O olhar tacanho sobre o que existe abaixo do rio Grande não atrapalha a indústria do entretenimento, ao contrário, a miséria latina costuma ser um tema divertido (ou no caso, um filão mercadológico). Além da rapina da nossa auto-estima, nossos brothers nos entretêm acreditando-nos como idiotas dominados pelo mal, aprofundando o abismo entre nossa essência e sua representação. É nesse ambiente que o segurança-militar Denzel surge como solução narrativa, disparando tudo o que a indústria armamentista dispõe a serviço do bem. A lei é jogada no lixo, pois o vingador precisa agir e do lado de cá da fronteira tudo é permitido. Perpassa na narrativa a prevalência de uma moral irredutível, vencedora, impondo-se sobre uma realidade tosca, a ser resgatada de suas mazelas culturais e de sua essência criminosa...

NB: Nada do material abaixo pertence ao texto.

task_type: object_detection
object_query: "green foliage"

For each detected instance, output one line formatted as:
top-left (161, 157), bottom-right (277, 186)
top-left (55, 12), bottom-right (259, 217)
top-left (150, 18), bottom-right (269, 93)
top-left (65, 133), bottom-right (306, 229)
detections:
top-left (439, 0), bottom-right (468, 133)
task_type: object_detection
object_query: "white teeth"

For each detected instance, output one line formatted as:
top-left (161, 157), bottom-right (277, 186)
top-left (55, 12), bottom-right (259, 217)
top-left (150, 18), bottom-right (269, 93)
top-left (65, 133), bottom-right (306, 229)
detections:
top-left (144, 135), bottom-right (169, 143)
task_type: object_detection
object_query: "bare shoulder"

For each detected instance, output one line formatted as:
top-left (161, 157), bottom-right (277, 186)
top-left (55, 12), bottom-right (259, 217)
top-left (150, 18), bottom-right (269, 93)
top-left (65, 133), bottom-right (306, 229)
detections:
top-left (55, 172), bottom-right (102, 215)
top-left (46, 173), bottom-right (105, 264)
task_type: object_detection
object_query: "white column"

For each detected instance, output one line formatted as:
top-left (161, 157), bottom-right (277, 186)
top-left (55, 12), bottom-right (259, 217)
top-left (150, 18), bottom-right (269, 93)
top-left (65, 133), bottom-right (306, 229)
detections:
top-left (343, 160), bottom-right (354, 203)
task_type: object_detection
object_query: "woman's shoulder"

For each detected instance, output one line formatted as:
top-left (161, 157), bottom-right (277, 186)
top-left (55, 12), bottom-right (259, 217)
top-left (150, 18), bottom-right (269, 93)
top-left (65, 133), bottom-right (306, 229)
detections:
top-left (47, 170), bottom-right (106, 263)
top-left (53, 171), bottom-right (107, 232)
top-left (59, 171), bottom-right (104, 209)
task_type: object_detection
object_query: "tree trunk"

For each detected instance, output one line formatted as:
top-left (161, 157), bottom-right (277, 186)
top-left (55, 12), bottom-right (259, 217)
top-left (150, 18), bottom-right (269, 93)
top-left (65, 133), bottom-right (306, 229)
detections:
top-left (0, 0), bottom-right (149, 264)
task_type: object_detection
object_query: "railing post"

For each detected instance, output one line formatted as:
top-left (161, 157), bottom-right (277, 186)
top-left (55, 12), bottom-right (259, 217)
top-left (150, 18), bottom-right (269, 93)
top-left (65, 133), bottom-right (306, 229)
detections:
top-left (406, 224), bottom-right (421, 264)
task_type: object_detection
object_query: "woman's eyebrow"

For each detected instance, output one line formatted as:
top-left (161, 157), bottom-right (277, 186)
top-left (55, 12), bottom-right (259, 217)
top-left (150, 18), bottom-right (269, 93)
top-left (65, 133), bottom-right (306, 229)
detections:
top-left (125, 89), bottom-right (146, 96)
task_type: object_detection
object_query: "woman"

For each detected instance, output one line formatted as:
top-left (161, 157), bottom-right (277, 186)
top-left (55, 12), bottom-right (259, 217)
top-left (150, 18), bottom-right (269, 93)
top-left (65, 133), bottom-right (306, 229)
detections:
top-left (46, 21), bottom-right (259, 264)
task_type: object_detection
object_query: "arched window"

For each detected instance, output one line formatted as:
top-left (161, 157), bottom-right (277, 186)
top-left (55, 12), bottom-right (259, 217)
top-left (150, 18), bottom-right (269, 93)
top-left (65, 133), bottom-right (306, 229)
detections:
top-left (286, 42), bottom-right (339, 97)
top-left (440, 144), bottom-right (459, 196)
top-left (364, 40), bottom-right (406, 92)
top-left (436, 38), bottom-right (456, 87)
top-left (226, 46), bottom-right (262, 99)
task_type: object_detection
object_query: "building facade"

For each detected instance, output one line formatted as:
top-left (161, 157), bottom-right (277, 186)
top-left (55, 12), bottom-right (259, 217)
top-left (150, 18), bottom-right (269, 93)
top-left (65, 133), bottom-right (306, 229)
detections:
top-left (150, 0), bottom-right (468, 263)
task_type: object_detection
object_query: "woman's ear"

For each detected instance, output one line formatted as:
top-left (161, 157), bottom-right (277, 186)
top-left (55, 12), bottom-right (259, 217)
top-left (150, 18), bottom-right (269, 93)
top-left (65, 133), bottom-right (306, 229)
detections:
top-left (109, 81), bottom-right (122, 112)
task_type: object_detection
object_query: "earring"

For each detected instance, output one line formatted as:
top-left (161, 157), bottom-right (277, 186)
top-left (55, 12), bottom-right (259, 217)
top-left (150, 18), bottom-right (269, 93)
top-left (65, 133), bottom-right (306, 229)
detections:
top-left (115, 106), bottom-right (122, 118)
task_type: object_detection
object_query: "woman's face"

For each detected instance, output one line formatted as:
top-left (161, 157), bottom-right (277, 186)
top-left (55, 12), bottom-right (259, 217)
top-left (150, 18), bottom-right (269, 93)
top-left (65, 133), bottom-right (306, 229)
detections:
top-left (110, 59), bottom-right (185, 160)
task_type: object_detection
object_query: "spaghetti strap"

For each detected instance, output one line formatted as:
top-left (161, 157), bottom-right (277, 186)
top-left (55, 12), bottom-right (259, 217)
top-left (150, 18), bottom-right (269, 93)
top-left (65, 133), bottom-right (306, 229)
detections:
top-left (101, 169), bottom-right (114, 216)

Podemos entender, a partir dos filmes estadunidenses desse tipo, o que foi a era Bush. Sua paranóia pela segurança da civilização eleita refletiu a ignorância que essa mesma civilização tem de nós e do resto do mundo, de tal modo que se torna mais fácil considerar o diferente como o inimigo. Na esteira do que dizia Bush, “Faremos o que for necessário para preservarmos nossos interesses”, a personagem de Denzel não deixa por menos e afirma que “Matarei todos os que me perseguem” e a velha cantilena de identificar e destruir o mal se reproduz. As coisas se encaixam na medida em que nosotros seguimos absorvidos por uma espécie de tolerância patética, enquanto a cultura hegemônica se apropria de nossas representações, de nossa dor e sofrimento para fazer negócios e, claro, proporcionar diversão.